As Kevin Mitchell reports in the StarPhoenix, it was all about bad language.
But [Deanna[ Rindal, an SCA official for more than 25 years, says she never saw Schille kick a rock and that had nothing to do with his removal. The second-end ejection, she says, was because she heard him using obscene language just a few feet from where she stood, moments after teammate DJ Kidby banged his broom.
“These games are being broadcast, we’re getting emails about the foul language and why isn’t something getting done, I was sick and tired of taking the brunt for their actions, and the officials getting blamed for it,” Rindal said. “So I said ‘Schille, you’re gone. Leave the arena.’ He asked what for, and I said for swearing. He said ‘all I said was damn it under my breath’, and I said ‘no, I have ears. I can hear.’ Then (third) Braeden Moskowy came in and was begging for another warning — ‘It’s the B final, it’s the B final! Can’t we get a warning?’ I said you had warnings all week long. No more warnings. I took out my stopwatch and said you have 15 seconds to leave before you forfeit the game."Schille told Mitchel that he was aware all the curlers were being watched due to previous incidents during the playdown process.
“We knew everyone was on thin ice, based on what happened at southerns and northerns,” Schille said. “We were warned before the event, and they came up and told us a few times, lower your voice or don’t bang your broom as hard. I guess that time, she’d just had enough. I swore under my breath and kicked a rock into the corner, and when I came off she said to keep walking. We tried to reason with her, and all she did was say 15 seconds, you forfeit the game.
“There was pressure on them; I know that for a fact. There was a lot of unhappy sponsors and lot of unhappy fans at southerns and northerns, and we knew that coming in. It’s tough. It’s not football and it’s not NHL hockey, but we’re here to win. Emotions are going to run high, especially when you’re playing for the biggest prize.”
The officials were certainly in a tough situation but this quote from Rindal makes me wonder somewhat.

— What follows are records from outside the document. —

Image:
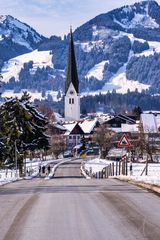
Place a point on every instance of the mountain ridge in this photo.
(107, 47)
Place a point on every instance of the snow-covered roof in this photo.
(69, 127)
(88, 125)
(129, 127)
(150, 122)
(61, 127)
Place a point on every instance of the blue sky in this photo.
(54, 17)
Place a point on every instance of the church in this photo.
(72, 95)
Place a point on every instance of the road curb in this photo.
(147, 186)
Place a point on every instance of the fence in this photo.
(122, 167)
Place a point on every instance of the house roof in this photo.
(73, 128)
(151, 122)
(88, 125)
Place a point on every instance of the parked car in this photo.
(68, 154)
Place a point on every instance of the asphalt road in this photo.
(70, 207)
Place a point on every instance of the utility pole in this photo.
(15, 148)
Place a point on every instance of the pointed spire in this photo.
(72, 76)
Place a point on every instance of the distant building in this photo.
(72, 96)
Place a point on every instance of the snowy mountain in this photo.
(16, 38)
(115, 50)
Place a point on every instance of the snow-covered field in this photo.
(13, 67)
(153, 177)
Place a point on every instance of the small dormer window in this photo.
(71, 92)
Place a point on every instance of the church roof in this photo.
(72, 76)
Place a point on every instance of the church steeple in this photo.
(72, 76)
(72, 95)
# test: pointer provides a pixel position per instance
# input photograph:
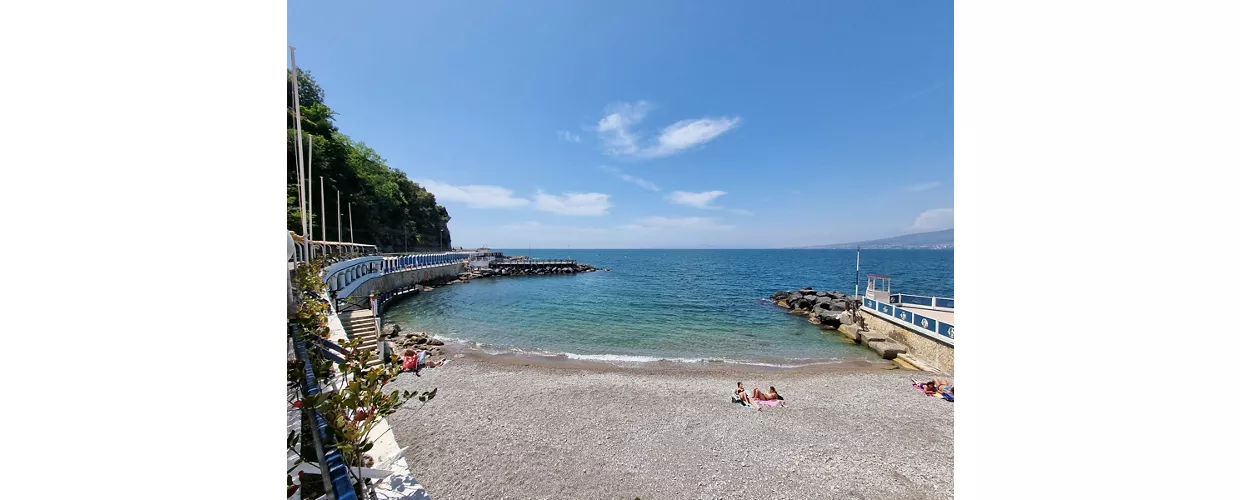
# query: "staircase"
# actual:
(360, 324)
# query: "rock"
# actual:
(828, 319)
(868, 338)
(846, 318)
(888, 349)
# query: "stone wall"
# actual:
(929, 351)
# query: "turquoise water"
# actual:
(667, 304)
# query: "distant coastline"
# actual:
(934, 240)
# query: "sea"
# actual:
(691, 305)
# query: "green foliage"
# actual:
(355, 407)
(389, 210)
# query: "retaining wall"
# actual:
(933, 352)
(406, 278)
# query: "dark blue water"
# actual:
(680, 304)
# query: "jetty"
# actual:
(914, 330)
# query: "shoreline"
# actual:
(470, 351)
(513, 427)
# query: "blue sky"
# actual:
(650, 124)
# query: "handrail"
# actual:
(336, 482)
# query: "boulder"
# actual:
(850, 331)
(868, 338)
(846, 318)
(828, 319)
(888, 349)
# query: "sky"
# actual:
(650, 124)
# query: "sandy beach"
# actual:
(504, 427)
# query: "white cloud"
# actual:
(614, 127)
(686, 134)
(935, 220)
(924, 186)
(574, 204)
(628, 178)
(615, 130)
(699, 200)
(677, 223)
(475, 196)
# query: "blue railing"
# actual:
(336, 479)
(929, 302)
(910, 318)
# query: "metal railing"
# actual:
(336, 480)
(352, 303)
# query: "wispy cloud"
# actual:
(475, 196)
(914, 94)
(923, 186)
(935, 220)
(574, 204)
(614, 127)
(619, 138)
(628, 178)
(699, 200)
(676, 223)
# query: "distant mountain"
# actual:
(934, 240)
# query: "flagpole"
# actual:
(310, 194)
(323, 211)
(296, 113)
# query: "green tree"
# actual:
(389, 210)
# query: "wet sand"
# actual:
(530, 427)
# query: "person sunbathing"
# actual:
(768, 396)
(416, 361)
(742, 397)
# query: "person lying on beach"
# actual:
(742, 397)
(416, 361)
(768, 396)
(936, 387)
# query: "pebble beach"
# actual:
(506, 427)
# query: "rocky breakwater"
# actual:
(828, 309)
(399, 340)
(836, 310)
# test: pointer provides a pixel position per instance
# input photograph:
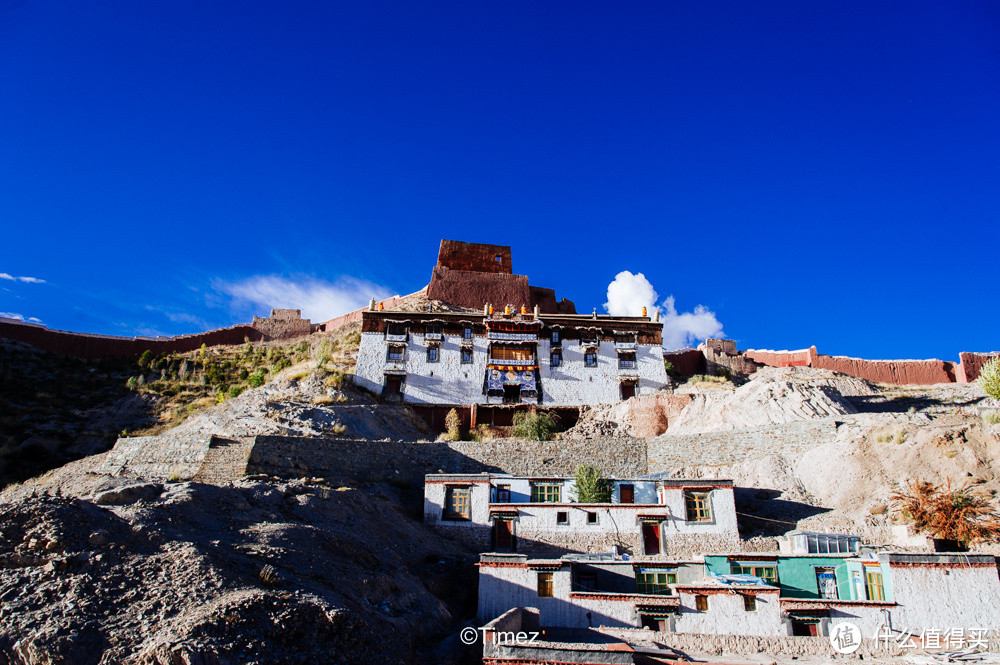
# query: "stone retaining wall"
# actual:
(386, 460)
(671, 451)
(157, 457)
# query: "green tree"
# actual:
(963, 515)
(989, 378)
(454, 424)
(538, 426)
(591, 485)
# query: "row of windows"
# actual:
(555, 337)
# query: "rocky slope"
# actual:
(259, 571)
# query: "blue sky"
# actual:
(808, 173)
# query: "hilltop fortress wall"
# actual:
(282, 324)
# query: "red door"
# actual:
(651, 537)
(503, 538)
(626, 494)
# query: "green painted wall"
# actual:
(796, 575)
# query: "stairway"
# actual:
(225, 460)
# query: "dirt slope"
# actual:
(175, 577)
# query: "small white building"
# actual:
(646, 518)
(446, 358)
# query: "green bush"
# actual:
(989, 378)
(538, 426)
(256, 379)
(591, 485)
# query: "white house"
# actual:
(646, 518)
(446, 358)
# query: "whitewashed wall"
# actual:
(501, 588)
(573, 383)
(448, 381)
(726, 614)
(479, 500)
(953, 597)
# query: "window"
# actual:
(544, 585)
(655, 581)
(511, 353)
(393, 384)
(456, 503)
(767, 573)
(545, 492)
(626, 493)
(699, 506)
(873, 585)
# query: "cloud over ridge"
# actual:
(628, 293)
(318, 299)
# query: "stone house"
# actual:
(646, 518)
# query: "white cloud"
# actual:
(318, 299)
(26, 280)
(18, 317)
(629, 293)
(688, 328)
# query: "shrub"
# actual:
(591, 485)
(454, 424)
(989, 378)
(538, 426)
(937, 510)
(482, 433)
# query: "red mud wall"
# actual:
(475, 289)
(890, 371)
(84, 345)
(687, 363)
(475, 257)
(972, 364)
(801, 358)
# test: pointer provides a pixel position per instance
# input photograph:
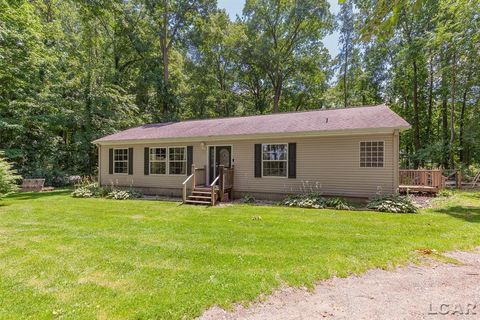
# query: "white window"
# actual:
(371, 154)
(177, 160)
(158, 160)
(274, 160)
(120, 161)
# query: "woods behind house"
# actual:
(72, 71)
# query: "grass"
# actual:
(67, 258)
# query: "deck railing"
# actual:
(422, 178)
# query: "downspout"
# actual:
(396, 160)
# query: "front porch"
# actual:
(196, 190)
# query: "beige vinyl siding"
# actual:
(330, 165)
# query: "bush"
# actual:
(338, 203)
(445, 193)
(315, 200)
(53, 177)
(305, 200)
(82, 192)
(393, 203)
(248, 198)
(8, 177)
(119, 194)
(88, 189)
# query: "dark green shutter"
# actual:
(130, 161)
(292, 160)
(110, 161)
(146, 159)
(189, 159)
(258, 160)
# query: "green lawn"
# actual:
(92, 258)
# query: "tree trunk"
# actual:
(461, 153)
(277, 94)
(165, 59)
(452, 111)
(445, 158)
(430, 101)
(345, 70)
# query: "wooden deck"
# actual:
(421, 180)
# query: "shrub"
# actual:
(248, 198)
(305, 200)
(88, 189)
(338, 203)
(82, 192)
(8, 177)
(393, 203)
(315, 200)
(445, 193)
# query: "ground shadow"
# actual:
(467, 213)
(37, 195)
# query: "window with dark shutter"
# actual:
(130, 161)
(146, 157)
(189, 159)
(110, 161)
(292, 160)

“I did my job. I did what I needed to do. From what I’m hearing, I’ve got the support of many, many, many people out there, that it should have been done earlier. And I totally agree — it should have been done earlier, and it’s too bad it was the B final. But I took a stand for the officials. We’re being put to blame for the actions of the athletes out there.”I have no problem with the her tossing Schille in the B final. But "took a stand for the officials?" and "We're being put to blame for the actions of the athletes out there." I don't get that. It's as if the reason she ejected the curler was as an act of solidarity for the officials, not because he was swearing. I also fail to see how an official would get blamed for a curler swearing. And just who is blaming them? Fans? Sponsors? I doubt it.
Every curler has a duty to act decently when on the ice. They're performers and one of the great things about the game is that fans can get close to the action. When microphones were put on the players back in the '80s, that extended to television audiences. There have been many four-letter words aired on curling broadcasts -- shit-balls comes to mind -- but the difficulty becomes in the subjectivity of the crime as well as the penalty. Does a mutter expletive under the breath warrant expulsion in an important game? And why did the official choose this moment to issue the penalty?
There are no easy answers to this one.